I have to say though, the not so good signal at home with Orange, never bothered me, I keep it on our hall table or in our lounge, where I get 3/4 bars, and thats been fine, otherwise everyone that needs to call me knows our house number !!
Other than that, I am out of the house more than I am in it anyway.


----------



## danski (Aug 4, 2008)

Vodafone are the only carrier that gets signal where I live - I`ve tried all the others with PAYG sims - but recently they`ve been doing `upgrades` to all the masts in the area for 4G. Which is great, but they haven't turned it on, so no point adding 4g to my account and ever since, the 3g drops out for no reason which never used to happen. Not impressed but nowhere else I can go.


----------



## Dannbodge (Sep 26, 2010)

I've just moved over to Vodafone from EE and so far it's been much better for me.
Getting better signal in all my regular locations and 90% of the places I have been have 4G


----------



## Ducky (Mar 19, 2007)

I was with Vodefone for the last 10+ years, after a nightmare with their customer service I told myself that when the contract was up in two years I'd be leaving!

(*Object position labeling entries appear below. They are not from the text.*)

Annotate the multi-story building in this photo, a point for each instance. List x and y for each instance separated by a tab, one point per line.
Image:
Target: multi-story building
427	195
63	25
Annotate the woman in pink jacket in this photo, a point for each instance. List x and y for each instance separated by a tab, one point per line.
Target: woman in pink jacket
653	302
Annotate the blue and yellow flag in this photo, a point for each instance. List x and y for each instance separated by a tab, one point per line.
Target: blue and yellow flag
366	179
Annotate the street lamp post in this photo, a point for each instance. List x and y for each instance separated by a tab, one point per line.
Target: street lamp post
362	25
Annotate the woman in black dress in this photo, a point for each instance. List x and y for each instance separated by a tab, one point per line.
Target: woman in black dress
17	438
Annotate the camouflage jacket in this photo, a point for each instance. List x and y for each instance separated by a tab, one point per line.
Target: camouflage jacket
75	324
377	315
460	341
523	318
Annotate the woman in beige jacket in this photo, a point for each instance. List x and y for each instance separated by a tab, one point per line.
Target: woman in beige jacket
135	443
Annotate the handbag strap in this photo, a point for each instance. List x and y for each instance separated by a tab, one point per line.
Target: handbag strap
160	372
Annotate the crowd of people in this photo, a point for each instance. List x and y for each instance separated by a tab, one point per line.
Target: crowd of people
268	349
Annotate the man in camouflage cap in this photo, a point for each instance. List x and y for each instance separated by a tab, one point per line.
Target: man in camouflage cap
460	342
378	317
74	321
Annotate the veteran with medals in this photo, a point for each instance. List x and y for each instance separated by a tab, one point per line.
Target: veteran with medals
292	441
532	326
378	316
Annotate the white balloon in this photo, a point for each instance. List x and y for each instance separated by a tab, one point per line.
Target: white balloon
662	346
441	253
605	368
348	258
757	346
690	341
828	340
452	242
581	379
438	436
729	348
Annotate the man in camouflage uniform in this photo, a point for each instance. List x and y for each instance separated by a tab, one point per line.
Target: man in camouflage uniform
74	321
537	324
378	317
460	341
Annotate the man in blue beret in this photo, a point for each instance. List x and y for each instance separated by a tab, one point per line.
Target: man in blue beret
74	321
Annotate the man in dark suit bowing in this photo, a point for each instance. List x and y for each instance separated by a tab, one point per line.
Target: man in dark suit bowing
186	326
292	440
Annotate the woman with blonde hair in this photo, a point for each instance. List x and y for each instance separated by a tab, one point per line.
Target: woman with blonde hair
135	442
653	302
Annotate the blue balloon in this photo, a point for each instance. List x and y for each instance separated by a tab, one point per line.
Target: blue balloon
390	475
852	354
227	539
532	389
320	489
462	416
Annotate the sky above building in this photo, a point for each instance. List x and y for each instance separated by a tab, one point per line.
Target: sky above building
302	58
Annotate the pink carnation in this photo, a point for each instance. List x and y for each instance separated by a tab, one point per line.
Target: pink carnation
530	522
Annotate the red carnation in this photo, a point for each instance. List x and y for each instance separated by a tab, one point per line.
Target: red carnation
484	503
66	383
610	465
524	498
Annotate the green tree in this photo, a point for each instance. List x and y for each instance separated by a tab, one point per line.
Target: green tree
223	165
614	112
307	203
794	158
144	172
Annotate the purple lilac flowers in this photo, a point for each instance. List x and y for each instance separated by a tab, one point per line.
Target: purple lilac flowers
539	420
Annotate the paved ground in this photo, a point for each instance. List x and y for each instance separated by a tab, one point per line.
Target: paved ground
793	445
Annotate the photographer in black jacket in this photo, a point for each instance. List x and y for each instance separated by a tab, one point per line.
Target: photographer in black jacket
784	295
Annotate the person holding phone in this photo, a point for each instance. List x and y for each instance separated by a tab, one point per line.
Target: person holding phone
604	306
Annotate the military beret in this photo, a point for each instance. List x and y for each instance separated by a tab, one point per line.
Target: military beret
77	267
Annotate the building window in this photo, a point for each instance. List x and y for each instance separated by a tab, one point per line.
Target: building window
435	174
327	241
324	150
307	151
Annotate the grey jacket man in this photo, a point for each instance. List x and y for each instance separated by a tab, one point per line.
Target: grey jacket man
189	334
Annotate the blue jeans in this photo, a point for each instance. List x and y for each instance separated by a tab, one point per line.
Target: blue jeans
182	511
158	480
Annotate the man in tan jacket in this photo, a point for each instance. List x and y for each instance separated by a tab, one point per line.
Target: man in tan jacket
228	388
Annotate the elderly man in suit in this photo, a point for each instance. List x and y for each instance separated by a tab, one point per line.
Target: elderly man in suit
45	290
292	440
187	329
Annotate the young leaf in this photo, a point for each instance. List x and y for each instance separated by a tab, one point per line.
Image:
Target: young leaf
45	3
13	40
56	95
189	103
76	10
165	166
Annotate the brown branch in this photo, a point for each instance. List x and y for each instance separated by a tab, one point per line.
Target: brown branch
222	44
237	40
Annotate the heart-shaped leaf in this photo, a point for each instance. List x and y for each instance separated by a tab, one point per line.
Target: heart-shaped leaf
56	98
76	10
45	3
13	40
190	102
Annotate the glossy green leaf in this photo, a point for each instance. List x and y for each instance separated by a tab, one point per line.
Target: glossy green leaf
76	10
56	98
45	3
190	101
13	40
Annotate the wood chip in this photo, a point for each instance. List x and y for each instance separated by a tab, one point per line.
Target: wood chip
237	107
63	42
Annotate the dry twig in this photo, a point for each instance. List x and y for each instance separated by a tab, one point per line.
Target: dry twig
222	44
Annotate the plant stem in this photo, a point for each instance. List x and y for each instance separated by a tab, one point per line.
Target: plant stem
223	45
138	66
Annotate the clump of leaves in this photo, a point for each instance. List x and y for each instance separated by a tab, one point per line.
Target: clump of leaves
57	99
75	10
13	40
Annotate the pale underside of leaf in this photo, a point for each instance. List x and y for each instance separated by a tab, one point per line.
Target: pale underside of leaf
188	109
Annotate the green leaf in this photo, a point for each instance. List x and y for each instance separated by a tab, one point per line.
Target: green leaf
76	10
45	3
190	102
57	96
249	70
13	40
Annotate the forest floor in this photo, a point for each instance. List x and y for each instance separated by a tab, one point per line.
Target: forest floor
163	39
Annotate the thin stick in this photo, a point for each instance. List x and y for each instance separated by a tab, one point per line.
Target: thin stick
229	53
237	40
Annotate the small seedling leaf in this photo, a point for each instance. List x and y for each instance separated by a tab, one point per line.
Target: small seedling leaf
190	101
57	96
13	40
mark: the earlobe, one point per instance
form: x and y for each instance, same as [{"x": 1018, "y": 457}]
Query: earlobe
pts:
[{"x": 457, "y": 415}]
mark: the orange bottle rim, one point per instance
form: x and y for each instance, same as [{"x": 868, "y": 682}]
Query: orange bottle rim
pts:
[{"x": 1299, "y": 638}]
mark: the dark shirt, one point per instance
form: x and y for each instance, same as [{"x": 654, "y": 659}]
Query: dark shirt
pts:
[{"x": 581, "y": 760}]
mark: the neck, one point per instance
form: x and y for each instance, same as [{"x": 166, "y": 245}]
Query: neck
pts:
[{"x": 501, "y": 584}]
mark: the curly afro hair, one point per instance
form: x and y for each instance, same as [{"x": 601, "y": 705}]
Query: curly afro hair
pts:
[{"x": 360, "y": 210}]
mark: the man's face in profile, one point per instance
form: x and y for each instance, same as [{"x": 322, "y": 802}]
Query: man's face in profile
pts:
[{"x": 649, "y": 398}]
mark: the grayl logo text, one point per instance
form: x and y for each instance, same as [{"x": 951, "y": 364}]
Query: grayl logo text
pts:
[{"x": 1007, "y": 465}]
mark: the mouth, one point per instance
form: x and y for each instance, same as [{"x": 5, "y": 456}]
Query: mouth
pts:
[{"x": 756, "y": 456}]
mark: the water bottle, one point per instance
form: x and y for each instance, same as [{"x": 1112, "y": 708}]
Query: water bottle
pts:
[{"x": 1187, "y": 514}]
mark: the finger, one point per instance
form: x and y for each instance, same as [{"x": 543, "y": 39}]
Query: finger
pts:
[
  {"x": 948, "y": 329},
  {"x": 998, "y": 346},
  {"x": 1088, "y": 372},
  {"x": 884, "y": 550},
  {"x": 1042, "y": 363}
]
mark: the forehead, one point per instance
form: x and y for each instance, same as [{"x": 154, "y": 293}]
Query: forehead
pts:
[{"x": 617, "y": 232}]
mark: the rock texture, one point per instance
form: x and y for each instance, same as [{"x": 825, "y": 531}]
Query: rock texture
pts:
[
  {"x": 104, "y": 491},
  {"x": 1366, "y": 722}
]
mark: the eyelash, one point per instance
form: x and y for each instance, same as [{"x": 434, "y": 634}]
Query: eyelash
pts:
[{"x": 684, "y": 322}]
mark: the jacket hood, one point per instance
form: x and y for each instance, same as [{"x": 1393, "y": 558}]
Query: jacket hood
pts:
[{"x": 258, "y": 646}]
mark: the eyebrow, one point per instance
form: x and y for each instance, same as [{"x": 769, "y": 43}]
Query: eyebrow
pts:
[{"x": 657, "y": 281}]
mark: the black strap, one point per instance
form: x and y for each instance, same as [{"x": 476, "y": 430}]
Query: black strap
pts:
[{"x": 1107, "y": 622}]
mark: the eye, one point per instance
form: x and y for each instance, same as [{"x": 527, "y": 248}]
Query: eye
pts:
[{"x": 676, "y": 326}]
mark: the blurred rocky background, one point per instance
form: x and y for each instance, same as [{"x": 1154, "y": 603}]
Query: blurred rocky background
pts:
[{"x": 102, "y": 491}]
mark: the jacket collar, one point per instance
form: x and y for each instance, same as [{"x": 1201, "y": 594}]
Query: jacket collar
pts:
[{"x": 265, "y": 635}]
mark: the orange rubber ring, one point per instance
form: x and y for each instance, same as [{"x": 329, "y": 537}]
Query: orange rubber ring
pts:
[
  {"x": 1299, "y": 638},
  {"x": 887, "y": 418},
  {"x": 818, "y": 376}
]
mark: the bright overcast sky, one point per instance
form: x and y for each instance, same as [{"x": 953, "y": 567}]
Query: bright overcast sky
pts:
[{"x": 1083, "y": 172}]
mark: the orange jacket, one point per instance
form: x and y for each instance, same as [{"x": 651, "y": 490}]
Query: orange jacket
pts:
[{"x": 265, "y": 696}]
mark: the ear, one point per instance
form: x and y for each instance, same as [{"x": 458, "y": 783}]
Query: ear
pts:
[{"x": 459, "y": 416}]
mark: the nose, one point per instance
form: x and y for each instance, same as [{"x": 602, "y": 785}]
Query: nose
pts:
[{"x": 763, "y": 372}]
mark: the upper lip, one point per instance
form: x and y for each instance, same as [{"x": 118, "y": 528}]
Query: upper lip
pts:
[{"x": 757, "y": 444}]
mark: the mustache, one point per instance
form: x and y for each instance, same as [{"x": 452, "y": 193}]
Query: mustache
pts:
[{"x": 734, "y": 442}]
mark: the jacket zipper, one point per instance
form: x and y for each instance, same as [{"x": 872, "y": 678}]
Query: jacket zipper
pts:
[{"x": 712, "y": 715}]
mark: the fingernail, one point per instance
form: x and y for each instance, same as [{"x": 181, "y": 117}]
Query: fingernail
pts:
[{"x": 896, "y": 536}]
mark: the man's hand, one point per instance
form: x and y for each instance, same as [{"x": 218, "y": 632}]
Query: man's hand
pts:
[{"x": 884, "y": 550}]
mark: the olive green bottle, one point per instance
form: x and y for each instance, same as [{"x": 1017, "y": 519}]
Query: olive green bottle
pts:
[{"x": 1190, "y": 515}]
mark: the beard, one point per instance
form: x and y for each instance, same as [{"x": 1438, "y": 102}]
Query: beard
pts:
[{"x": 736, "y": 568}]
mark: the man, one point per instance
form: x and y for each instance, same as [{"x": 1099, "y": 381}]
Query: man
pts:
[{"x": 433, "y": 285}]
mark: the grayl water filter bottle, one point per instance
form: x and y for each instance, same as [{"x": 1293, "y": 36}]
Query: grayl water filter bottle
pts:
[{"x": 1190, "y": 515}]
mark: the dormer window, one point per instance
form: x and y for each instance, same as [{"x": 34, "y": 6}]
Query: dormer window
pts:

Not to mention as you say the signal was dire.

Jumped onto GiffGaff who I think piggyback off O2, and the signal is miles better, I get HSPA+ almost everywhere now, where as on VF it was GPRS and base 3G if you were lucky. Plus my bills went from £41 a month to £7.50 (I don't need a massive tarif)! :thumb:

Needless to say I have a GG sim ready for when my wife's VF contract expires in Dec!


----------



## neilb62 (Jul 30, 2007)

Been with Vodafone for about 16 years now and its getting truly dreadful, 3g is basically useless and they even managed 'no service' in Birmingham City Centre yesterday. Contracts up in April, byeeeeee Vodafone... :wave:


----------



## Scrim-1- (Oct 8, 2008)

I live in a town with not 4g (with Vodafone) only ee has 4g in the town.

However today I got a strong 4g signal on my phone today for the first time ever, I phone Vodafone to check if we now have 4g and apparently we don't, so how was I getting a 4g signal? 

I'm puzzled, totally.


----------



## griffin1907 (Mar 4, 2006)

I'm with Vodafone an will be leaving soon. 27 mile commute to work and only 3g I get is as I drive in range of the Police station at Wymondham - more than a coincidence they use Vodafone perhaps? I'll prob jump to EE it can't be any worse.


----------